I look at class features that would be interesting and figure out what's an angle I haven't taken before.
For example, I played a war orphaned human monk in an Eberron campaign, who was a bit anti-social because of his upbringing. In a Rise of the Rune Lords campaign, I chose to play a halfling ranger, because of the boost to charisma and was the party face.
I find reading through the background books on the campaign setting helps in figuring out what type of characters would be viable, especially with regards to how, when and where they learned their class.
For example, in the Rise of the Rune Lords campaign, I'd flirted with the idea of playing a Tian witch, who was a scholar come to explore the ruins of Varisia because witch's should have high intelligence scores and it makes sense for a smart character to study/learn to expand his knowledge. I chose not to go that route, because the earlier character I played was a human and I wanted to play another race.
I read TV Tropes until I find a Trope I like then base a character around that personality.
An excellent source of inspiration, that.
For me, I start off with a class I want to play(which I discuss with the GM and any other players to see how it'll fit the party). Then, I barebones the backstory. For my latest character, her barebones backstory was "Only survivor of a destroyed village, cleric acolyte turned witch seeking vengeance upon the destroyer of the village."
Then, over the course of the next couple weeks, I seek inspiration. Sometimes it's random flashes of insight while I'm in the shower or listening to music. Other times, it's from TVTropes or other random web crawling. Still others, I'll be reading more on the class and it'll give me ideas that'll lead to more plans for the character. And others, the barebones gives me questions I need to answer which lead to further development.
Then I'll fully flesh out the character concept and backstory using these various ideas until I have a fully fleshed out character I want to play.
Some Random Dood wrote:It's something I have trouble with myself. So I'm curious how do other people come up with their character concepts?I read TV Tropes until I find a Trope I like then base a character around that personality. Most recently I created a Chaotic Good Blood Knight
step 1 click link.step 2 see Mufasa die
step 3 epic sad face
step 4 never click a another link
It depends. I've used minis, books, throw away lines form gaming products, movies, songs, or just let the chracter grow organically. Sometimes it'll grow out of an odd conversation.
One of 2 ways:
1) Start with a character from a movie or book. Then I change it enough that it is not recognizable (especially if it is a really common one such as wolverine or iron man). Then try to figure out how I would build it. I want to be Morralon from the Jerreg novels. The books call it a sorcerer but the description is probably closer to PF wizard. he still weapon fights great. So prob either a magus or ftr/wiz/ek. He doesn't seem to use armor, so lets go with the ftr/wiz/ek and use spells and items for defense. He does seem to lose his temper alot and hack people to bits, so maybe I should see if I can make a raging bar/wiz/ek build work. etc... I use a backstory similar to what is in the book or movie, again with enough changes that most people won't recognize it.

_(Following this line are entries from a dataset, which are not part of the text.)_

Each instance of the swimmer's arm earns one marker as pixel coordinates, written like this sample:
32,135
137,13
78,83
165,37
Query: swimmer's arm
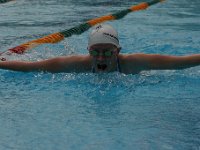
159,62
58,64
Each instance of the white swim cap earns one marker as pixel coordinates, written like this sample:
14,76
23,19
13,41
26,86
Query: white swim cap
103,33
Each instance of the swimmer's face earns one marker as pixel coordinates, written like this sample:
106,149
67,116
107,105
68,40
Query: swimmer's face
104,57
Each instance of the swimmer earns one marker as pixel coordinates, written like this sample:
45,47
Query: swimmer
104,56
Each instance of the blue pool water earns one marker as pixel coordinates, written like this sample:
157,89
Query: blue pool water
153,110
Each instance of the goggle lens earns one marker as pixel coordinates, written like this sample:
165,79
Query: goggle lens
106,53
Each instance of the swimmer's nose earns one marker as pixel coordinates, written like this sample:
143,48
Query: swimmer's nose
101,57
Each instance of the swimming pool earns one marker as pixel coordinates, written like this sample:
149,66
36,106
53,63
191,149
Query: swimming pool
151,110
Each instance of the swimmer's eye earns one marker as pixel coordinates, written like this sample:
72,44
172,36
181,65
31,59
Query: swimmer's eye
108,53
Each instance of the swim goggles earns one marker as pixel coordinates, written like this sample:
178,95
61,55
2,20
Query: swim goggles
97,53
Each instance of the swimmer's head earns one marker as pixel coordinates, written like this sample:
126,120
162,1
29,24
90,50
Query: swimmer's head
103,34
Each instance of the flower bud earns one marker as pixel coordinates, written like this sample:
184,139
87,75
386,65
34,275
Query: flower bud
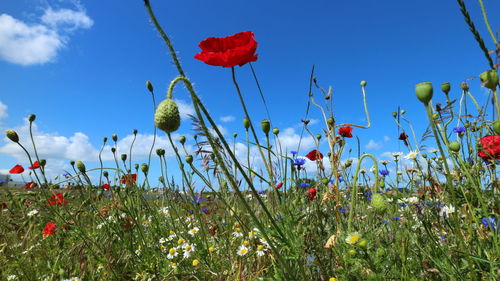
424,92
167,117
80,166
445,87
266,126
149,86
489,79
454,146
12,135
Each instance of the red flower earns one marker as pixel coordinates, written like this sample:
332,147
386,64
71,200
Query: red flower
16,170
314,155
490,147
57,199
345,131
236,49
30,184
128,179
311,193
36,165
49,229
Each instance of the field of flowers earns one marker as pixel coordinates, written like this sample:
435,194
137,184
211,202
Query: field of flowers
436,219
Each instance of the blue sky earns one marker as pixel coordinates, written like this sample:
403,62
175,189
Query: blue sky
81,67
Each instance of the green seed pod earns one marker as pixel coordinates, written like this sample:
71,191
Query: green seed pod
445,87
266,126
424,92
144,168
489,79
454,146
80,166
246,123
149,86
12,135
167,117
378,202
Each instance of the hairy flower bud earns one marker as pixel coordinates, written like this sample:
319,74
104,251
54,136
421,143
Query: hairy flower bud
12,135
167,117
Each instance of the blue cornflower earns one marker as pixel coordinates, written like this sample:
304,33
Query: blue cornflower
384,172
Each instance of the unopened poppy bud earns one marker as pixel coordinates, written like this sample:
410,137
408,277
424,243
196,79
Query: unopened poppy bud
246,123
80,166
424,92
445,87
12,135
167,116
489,79
149,86
266,126
454,146
144,168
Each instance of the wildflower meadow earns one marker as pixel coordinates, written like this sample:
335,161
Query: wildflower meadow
334,212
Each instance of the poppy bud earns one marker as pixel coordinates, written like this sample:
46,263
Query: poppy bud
80,166
246,123
266,126
167,117
454,146
445,87
144,168
12,135
149,86
489,79
424,92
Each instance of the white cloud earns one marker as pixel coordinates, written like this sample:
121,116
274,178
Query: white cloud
227,119
373,145
38,43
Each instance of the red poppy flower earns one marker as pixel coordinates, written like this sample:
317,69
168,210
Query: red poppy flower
16,169
128,179
237,49
490,147
345,131
30,184
314,155
311,193
403,136
49,229
36,165
57,199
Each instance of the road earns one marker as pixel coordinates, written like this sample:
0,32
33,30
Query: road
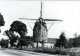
11,52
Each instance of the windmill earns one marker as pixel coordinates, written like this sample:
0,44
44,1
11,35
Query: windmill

2) Start with some ability/facet of a build or a task I want to perform.
Ex: I want a melee character, but all the hack/dead builds get quickly boring. I want to play with the opponent. Lets make a fast mover that strikes all over the field and trips and disarms people. I look over the feats, ok too many let's skip the disarm (since many things don't even use weapons). Whip sounds ideal, but I've seen a buzillion whip builds on the boards. I just got the ISWG, there's this new weapon the 'horse chopper' ok, sounds kool and seems mechanically viable. I want to be fast so lets use lore warden since I won't want heavy armor anyway. Lore warden sounds like a human thing to me so we'll go with human for now. So lets get feats to take advantage of the reach and trip people. etc... With this method, I usually don't create the backstory until I am nearly done with the build. ( I say nearly only in case the back story I come up with needs to alter the build slightly. )
Either method tends to give me a decent start. Then I throw a half-ashed version up here on the boards and let them tear it up.